A marriage is a union, a joining together of two parties. And it’s supposed to be something sacred, something held to the highest standard, and something that is supposedly so integral to our country’s welfare that if compromised by being extended to same-sex couples, it will rent the fabric of our very nation in two. I know this has been said ad nauseum, but it really does bear repeating: We allow just about ANY male and female couple get married, whether they are from two different religions, states, occupations, generations, races, social class, etc. A man and woman who’ve known each other for five minutes can get married. Two teen-agers can get married. People who have more marriages than toes can enter into that “sacred” institution time and time again. People who’ve committed adultery, rape, or even murder can get married. Yet somehow, the marriage of two men or two women is so threatening, so wrong, so damaging that people will dedicate months and even years of their lives trying to prevent it from happening.
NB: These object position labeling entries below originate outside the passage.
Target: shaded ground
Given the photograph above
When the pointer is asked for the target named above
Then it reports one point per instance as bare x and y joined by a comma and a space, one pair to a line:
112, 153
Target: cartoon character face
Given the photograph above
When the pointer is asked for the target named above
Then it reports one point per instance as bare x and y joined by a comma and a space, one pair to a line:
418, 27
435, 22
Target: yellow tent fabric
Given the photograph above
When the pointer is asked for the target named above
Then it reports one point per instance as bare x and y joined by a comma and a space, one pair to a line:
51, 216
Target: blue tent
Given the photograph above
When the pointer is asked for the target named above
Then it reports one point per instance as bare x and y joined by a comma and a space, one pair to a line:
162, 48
Reasons abound – most of them religious – on why there is such vehement and sometimes violent opposition to same-sex marriage, but most of the justification is rooted in nothing more than personal aversion. There is only one, true reason people oppose same-sex marriage, and it’s the same reason people opposed women’s suffrage, integration, and abolition: It challenges their fundamental understanding of what they believe to be right. Americans have never before had to question their understanding of what constitutes a marriage or family, just as late-19th-century men never had to question women’s role in politics. Women petitioning for the right to vote at the turn of the 20th century were spat on, taunted, called horrible names, hit, jeered, beaten, and even arrested. The anti-suffrage movement was every bit vocal and active as the so-called family values organizers are today. The only difference is the issue they oppose. Today’s protesters also refuse to see their opinions in the proper historical context, namely that they are just one more group of bigots trying to deny a marginalized group that which they are entitled to.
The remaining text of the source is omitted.